Tuesday, August 17, 2010

Time Management, or Lack Thereof

Its been a while since I posted something. I have been working on some entries but haven't had time to finish them. My problem is that I have a hard time scaling my ideas down to fit the time I actually have available. This principle applies to my life in general and not just my blog. My ideas are grand and detailed, and I have a full time job, a husband, three kids, parents, a dog, and mountains of dirty laundry. Does this stop me from making my daughters' dresses for special occasions? Tackling complicated home improvement projects? Severely overestimating my abilities? No, but it sure interferes with my sleep patterns and sanity.

Last night is a good example of this. I got a call at work in the morning asking me to sub for ballet class at 6:30, which of course I was delighted to do. There was no CD player there, so I would have to bring my own. Not a problem, I told myself, regardless of the fact that I do not possess a CD player. I would just buy a ballet class album from iTunes since I needed one anyway and take my daughter's iHome. I had a CD with a track on it I was going to use to teach a variation, and I would just have to load that in to my iTunes and put it on my iPod.

My dad called to say he was busy getting the floor at their old house ready for new tile to be laid, so I would need to cook dinner. There was a pot of spaghetti sauce on the stove and all I needed to do was cook the pasta and a vegetable or two. Not a problem, I told myself, I will have plenty of time.

I got home at 5:20, threw some pots of water to boil on the stove, fired up the laptop, and rummaged through the freezer in search of broccoli. First speed bump: iTunes needs to be updated. Of course, iTunes ALWAYS needs to be updated. So I set it to download and install, and tossed the veggies in the microwave. I checked on the computer's progress, and wouldn't you know it, some stupid Java popup stopped my iTunes update. Grrr. I cleared it up and started it over.

I tracked down No. 3 and put her on setting the table, made the rounds of talking to the husband and No. 2 to see how their days had gone, came back to the kitchen, searched iTunes for the album I wanted, and started the download. No, not really, I just hit another speed bump. It was in my daughter's account and I didn't know the password. I texted her, got the password, and again... No, the password was incorrect. So we tried my husband's. No luck. Everyone in my house except for me has an iTunes account, and no one knew their stinkin' password.

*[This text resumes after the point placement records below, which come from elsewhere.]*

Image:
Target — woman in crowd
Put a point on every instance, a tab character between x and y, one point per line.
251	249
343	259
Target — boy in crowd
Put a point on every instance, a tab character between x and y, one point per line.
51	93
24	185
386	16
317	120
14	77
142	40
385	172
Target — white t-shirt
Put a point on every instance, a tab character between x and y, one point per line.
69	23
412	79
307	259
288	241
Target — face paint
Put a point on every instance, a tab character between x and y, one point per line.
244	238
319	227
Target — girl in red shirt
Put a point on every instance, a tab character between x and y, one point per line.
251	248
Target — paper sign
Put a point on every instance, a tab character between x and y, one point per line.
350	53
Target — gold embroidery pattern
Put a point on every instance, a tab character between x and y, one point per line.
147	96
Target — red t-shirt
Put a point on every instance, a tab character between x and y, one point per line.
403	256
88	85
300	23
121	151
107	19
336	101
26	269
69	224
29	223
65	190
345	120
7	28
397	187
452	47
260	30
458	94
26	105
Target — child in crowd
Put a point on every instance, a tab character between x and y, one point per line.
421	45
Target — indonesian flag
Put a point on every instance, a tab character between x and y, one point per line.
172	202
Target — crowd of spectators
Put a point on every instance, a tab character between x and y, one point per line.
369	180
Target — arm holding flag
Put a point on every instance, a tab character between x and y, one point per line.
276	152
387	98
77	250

It was now 5:50 and dinner was ready. Through some miracle, my mother actually just came in the kitchen and sat down and ate, which was a pleasant change from her usual 412 distractions: "Napkins? Spoons? Water? Napkins? Is this pitcher OK? We need more condiments... Does everyone have a napkin? Everyone? Are you sure? What about spoons? Water? Does anyone need a napkin?" (I'm not making this up. It really is that bad, every single night. Except for last night.)

By 6:00 I was done eating and decided enough with the messing around, I just needed to make my own iTunes account. More speed bumps were encountered, such as "You forgot to choose a salutation", because apparently it is just not possible to make purchases from iTunes unless it knows if you are a Mrs., Ms., or Miss. At 6:10 it finally started downloading the album while I changed into my clothes for class.

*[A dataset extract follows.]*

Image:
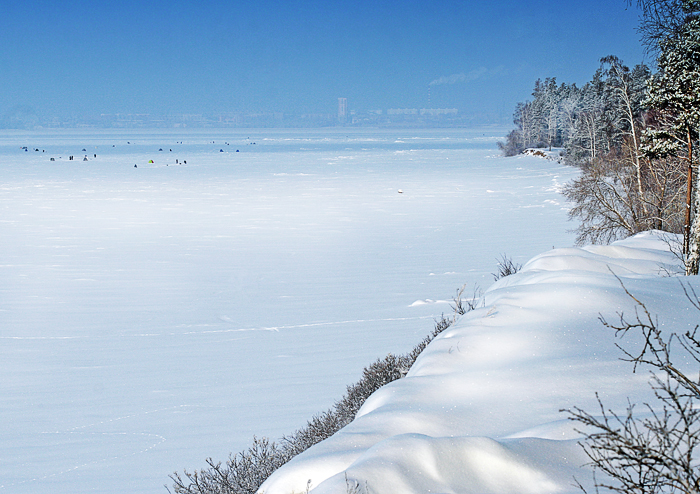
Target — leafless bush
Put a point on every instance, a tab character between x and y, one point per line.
506	267
657	454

Those of you intimately familiar with iTunes are probably laughing at me right now. I don't know where, in the neurons and synapses of my brain, my concept of time became so warped that I thought this whole thing was going to work out. But there I was at 6:15, with 2 of 53 tracks completed, believing that somehow this was all going to work out.

When it was 6:18, I had to admit defeat. Not only had I downloaded a paltry 4 of the previously mentioned 53 tracks, I hadn't even gotten the music from my CD to load on my iPod because it was to full. Remember that part about me not having a CD player? Still a problem. At this point I pretty much freaked out. I ended up grabbing my daughter's alarm clock which has a CD player in it and running out the door. I was halfway to the studio when I realized I had forgotten my class plan and my water bottle.

At this point, a weaker person might have cried; I just called my husband and guilt tripped him until he offered to bring my stuff to me. I got to the studio right on time at 6:30, ran in and...discovered that no one was there. In the end, a few people showed up for a class which had to be danced to ballroom music because the alarm clock/CD player did not have the firepower to kick out classical music loud enough to be heard over the roar of multiple electric fans, one of which is a genuine relic from the Stone Age. (Going without the fans was so not an option; there is no air conditioning and this is upstate New York in August.) I was distracted and frazzled and kept churning out exercises that didn't work because I had lost all sense of space and time. We did the Four Little Swans variation from Swan Lake to music we couldn't hear and nearly died of heatstroke in the process.

What can we learn from this? When I try to do too many things at once in too short a time, everything melts into crap.

The End.

1 comment:

  1. Don't you just love those days where everything just falls together . . . I mean apart? Hopefully the fans were loud enough no one knew what the heck they were dancing to!